The MLVA genotyping was performed on 83 isolates and included isolates from foreign dogs (n = 50), Grenadian dogs (n = 23) and environmental samples (n = 10). A total of 56 unique MLVA genotypes were identified, and genotypic relationships was determined by constructing a minimum spanning tree at the single-locus-variant level. A MLVA cluster was formed if 7 of the 8 VNTR loci were identical. The analysis resolved the 56 genotypes into one main cluster complex where genotypes with single-locus-variants were depicted as connected by solid lines. In addition, there were two tripletons, one doubleton, and 8 unconnected singletons. The main cluster complex comprised smaller clusters with closely related genotypes connected to founder genotypes 23, 48, 51 and 53. Some genotypes were exclusive to SP obtained from dogs from certain countries or regions, while some genotypes were shared across countries or regions (Figures 1A, B). For example, genotypes #21, #31 and #53 were shared by isolates from Grenadian dogs and foreign dogs from Croatia, Canada, and Puerto Rico, while genotype #44 was shared by isolates from environmental sample, and dogs from Canada, Slovakia, and USA. Conversely, genotypes #16, #41, and #42 formed a tripleton that was exclusive to SP obtained from Europe-born dogs from Holland, Hungary and Slovakia.

Figure 1.

Minimum spanning tree of 56 MLVA genotypes (labeled 1–56) observed in 83 Staphylococcus pseudintermedius isolates collected in 2018 from foreign dogs (n = 50), Grenadian dogs (n = 23), and environmental samples (n = 10). Each circle represents a MLVA genotype and the size is proportional to the number of isolates. Genotypes with single locus variants are connected by solid lines and form a cluster complex and smaller clusters with closely related genotypes form around founder genotypes. It shows the relationship between MLVA genotypes and region of origin (A), or country of birth (B).
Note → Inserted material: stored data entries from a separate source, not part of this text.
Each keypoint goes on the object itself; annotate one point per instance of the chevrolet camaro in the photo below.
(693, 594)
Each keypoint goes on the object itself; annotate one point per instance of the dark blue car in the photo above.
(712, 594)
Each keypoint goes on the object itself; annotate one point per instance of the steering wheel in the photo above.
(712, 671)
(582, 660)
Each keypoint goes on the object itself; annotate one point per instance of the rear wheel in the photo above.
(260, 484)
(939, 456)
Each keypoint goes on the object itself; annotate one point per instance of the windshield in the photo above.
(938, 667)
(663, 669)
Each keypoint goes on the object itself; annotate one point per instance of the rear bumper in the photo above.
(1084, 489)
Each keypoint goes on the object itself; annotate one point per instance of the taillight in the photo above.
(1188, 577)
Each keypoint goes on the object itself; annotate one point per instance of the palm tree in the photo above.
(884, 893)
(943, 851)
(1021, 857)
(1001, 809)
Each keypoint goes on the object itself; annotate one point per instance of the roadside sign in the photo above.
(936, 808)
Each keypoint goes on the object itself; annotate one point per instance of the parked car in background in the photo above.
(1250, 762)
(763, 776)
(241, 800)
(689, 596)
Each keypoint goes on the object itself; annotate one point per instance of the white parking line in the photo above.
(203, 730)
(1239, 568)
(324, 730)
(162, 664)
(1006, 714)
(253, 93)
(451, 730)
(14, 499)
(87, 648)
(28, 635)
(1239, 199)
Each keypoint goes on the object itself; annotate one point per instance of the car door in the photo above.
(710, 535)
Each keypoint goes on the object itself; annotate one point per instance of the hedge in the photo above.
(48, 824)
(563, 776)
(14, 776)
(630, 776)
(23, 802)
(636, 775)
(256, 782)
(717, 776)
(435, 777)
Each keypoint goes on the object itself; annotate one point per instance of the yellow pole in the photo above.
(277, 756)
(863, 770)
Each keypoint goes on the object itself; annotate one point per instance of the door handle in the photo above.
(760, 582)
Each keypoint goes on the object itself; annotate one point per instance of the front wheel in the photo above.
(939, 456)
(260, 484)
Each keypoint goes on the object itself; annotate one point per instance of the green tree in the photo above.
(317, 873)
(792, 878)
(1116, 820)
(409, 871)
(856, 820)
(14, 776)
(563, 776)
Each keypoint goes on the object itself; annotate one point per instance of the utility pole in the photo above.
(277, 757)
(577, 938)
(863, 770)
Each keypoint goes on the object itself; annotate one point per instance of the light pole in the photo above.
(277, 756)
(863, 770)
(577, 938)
3.5. Description of MRSP isolates

The concordance between phenotype (determined by oxacillin susceptibility assay) and genotype (determined by presence of mecA gene) was 89.2%. Oxacillin resistance was observed in 14.5% (12/83) of the SP isolates; however, mecA gene was detected in 8 isolates and these were termed oxacillin-resistant MRSP (OR-MRSP). Four oxacillin resistant isolates lacked the mecA gene and were classified as MSSP. Of the 71 oxacillin-susceptible isolates, mecA gene was present in three isolates and these were termed oxacillin-susceptible MRSP (OS-MRSP).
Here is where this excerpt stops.